Libri per bambini: “Ufff…”

Cosa succede se due cuccioli, impossibilitati a giocare con i videogames, si annoiano da morire?
Eh si! E’ proprio dura!
Niente ha attrattiva.
Nemmeno la piscina che magari fino a poco tempo ha divertito i piccoli…
Ma poi….
Basta un piccolo evento, un piccolo rumore e tutto cambia.
La noia si trasforma in divertimento.
In questo libro per bimbi dai tre anni ci viene insegnato come davvero la noia possa essere maestra di divertimento.
Eppure oggi i bambini ,anche piccoli, della scuola dell’infanzia per intenderci, hanno un’agenda ricca di impegni e sembra che i genitori siano preoccupati che i loro figli abbiano sempre qualche cosa da fare ( forse che sperino che alla sera crollino dalla stanchezza per godere di qualche ora di libertà?).
In realtà tenendo occupati all’inverosimile i bambini, li priviamo della possibilità di sperimentare la differenza tra tempo occupato e tempo libero. Ed è proprio il tempo libero quello più fruttuoso per loro.
Lo psicoanalista Adam Phillips nel suo libro ‘Sul bacio, il solletico e la noia’ scriveva che la “capacità di annoiarsi permette al bambino di crescere” perché la noia dà la possibilità di contemplare la vita, di analizzarla piuttosto che corrervi attraverso senza soffermarsi a pensare a ciò che succede. Secondo lo psicologo quindi i bambini devono prendersi il proprio tempo per capire ciò che più piace e ciò che più interessa loro, e per fare questo la noia è fondamentale.

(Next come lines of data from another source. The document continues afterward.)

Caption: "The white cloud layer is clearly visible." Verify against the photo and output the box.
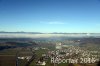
[40,21,66,24]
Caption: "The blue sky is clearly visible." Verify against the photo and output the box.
[0,0,100,33]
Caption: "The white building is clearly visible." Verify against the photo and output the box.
[56,43,62,49]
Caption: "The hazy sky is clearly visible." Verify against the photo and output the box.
[0,0,100,33]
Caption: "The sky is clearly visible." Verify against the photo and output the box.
[0,0,100,33]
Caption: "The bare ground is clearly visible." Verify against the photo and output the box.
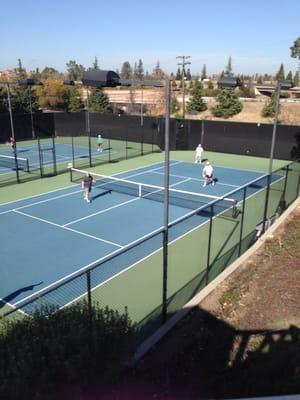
[53,205,300,400]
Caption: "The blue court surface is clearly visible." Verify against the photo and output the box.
[0,161,274,307]
[0,141,109,174]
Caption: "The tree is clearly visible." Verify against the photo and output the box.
[136,59,144,80]
[224,56,233,76]
[293,71,300,86]
[170,96,180,114]
[66,60,85,81]
[0,87,8,114]
[211,89,243,118]
[152,61,165,80]
[285,71,293,82]
[15,58,26,78]
[290,36,300,74]
[261,91,276,117]
[186,68,192,81]
[120,61,132,79]
[36,79,70,111]
[201,64,207,81]
[11,85,39,113]
[89,88,109,113]
[187,82,207,112]
[68,86,84,112]
[275,64,285,82]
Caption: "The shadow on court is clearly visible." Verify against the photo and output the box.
[0,282,44,309]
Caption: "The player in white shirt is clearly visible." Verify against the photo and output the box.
[195,144,204,164]
[202,161,215,186]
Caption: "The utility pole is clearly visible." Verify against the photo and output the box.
[176,56,191,119]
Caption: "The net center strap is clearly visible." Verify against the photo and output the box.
[71,168,236,210]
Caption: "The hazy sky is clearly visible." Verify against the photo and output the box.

Il tempo libero è dunque quello in cui possono essere più creativi, possono scegliere da soli a cosa giocare.
E se all’inizio li vediamo annoiati non importa. Qualche cosa di certo scatterà a trasformare quella situazione di noia in un pomeriggio memorabile.
Come i piccoli protagonisti del libro di Claude K. Dubois, autrice e illustratrice belga.
Un libro tenero come tenere e delicate sono i disegni.

Questo post partecipa all’iniziativa “Il venerdì del libro” di Homemademamma.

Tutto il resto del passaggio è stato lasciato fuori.